Looking Ahead: Data Protection & Cyber Security – Lexology


The insurance industry has always been a rich source of data, but more than ever, the data that we collect and how we use it can play a critical role in business success or failure. From informing decisions about our customers and how insurance products are priced, to influencing risk appetite and brand reputation, the importance of data cannot be overstated. It will come as no surprise therefore that the protection and security of data continue to be fundamental business priorities for the insurance industry.

Brexit

Many insurers, with international data flows and footprints, will have been monitoring the impact of both Brexit and the Schrems II decision on the legality of data transfers.

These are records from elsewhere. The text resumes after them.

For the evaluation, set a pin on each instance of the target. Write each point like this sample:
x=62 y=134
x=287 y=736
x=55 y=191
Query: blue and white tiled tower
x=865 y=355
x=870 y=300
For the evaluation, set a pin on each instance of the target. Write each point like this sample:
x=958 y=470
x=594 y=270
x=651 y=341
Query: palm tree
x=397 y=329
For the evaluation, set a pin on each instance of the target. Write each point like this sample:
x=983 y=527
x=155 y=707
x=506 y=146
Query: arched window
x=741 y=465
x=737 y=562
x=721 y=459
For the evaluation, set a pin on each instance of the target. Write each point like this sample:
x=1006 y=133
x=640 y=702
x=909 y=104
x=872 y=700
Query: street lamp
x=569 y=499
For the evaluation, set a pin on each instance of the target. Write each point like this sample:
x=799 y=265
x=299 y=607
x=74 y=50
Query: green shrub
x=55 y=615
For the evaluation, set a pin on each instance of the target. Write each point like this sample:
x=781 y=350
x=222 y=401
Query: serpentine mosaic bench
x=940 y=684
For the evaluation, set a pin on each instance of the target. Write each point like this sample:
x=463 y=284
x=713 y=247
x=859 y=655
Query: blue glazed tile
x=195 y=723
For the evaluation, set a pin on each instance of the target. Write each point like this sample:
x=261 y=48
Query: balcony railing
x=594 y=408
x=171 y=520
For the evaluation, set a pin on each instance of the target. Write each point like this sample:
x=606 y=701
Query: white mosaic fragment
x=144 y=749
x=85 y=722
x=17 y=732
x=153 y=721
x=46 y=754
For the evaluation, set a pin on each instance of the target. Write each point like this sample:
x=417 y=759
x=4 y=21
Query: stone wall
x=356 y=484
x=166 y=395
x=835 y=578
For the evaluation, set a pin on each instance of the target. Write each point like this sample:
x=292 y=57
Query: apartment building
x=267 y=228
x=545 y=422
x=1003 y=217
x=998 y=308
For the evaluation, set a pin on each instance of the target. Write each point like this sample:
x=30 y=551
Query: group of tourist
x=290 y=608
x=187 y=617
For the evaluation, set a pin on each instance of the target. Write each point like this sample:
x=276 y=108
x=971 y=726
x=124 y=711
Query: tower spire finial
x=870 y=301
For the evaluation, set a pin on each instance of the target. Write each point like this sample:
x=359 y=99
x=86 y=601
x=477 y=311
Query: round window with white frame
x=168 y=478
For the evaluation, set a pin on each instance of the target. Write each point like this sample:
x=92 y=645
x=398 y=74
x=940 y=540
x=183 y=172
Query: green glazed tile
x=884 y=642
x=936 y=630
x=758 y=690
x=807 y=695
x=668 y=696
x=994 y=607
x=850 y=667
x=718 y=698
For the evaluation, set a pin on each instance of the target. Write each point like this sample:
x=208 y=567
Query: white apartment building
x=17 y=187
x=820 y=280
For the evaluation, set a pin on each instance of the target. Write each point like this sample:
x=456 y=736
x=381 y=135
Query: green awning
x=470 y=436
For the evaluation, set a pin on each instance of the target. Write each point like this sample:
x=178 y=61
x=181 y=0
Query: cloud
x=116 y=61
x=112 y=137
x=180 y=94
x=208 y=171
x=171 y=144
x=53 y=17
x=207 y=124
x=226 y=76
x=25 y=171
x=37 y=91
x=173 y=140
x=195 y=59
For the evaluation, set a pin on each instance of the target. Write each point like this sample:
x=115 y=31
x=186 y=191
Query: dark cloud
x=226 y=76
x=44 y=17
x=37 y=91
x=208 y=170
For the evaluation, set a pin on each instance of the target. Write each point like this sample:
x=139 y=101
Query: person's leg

Under the ‘bridging mechanism’ provided for by the Trade and Co-operation Agreement (effective 1 January 2021), personal data can continue to flow freely from the EU to the UK for a maximum of 6 months, which will hopefully prove to be sufficient time for the EU to reach an adequacy decision. Although the odds of such a decision look favourable, the Information Commissioner’s Office (ICO) has advised businesses to take precautionary measures and to put in place alternative transfer mechanisms. Data transfers from the UK to the EEA can, however, continue regardless of an adequacy decision following the UK Government’s decision to regard EEA jurisdictions as adequate. However, data transfers are set to remain a hot topic in the coming months as we await the adoption of new Standard Contractual Clauses and as organisations grapple with new obligations such as Transfer Impact Assessments. Beyond data transfers, other potential data protection actions triggered by Brexit include a requirement to review privacy notices, data protection clauses within contracts and Data Protection Impact Assessments (DPIA) to ensure the correct statutory language is being used, reviewing whether you require an EU Representative and ensuring that you have correctly identified your lead supervisory authority.

COVID-19

One of the many ways in which the pandemic has created a longer term business impact relates to the shift to remote working. The concept of a remote and a more disparate workforce is likely to endure and so too will the associated data protection and cyber security challenges. The ability to implement and maintain effective security controls across a much larger attack surface is not straightforward. Aside from an increased number of endpoints, the proliferation of virtual meetings, remote desktop access and use of personal devices will all continue to contribute to a more complex IT estate. The rise in phishing and social engineering frauds serves as a constant reminder to ensure that staff are adequately trained, as your first line of defence. The pandemic has arguably raised awareness of and investment in cyber risk and resiliency, which is a good thing. However, there has also been a corresponding rise in the frequency and severity of many cyber threats.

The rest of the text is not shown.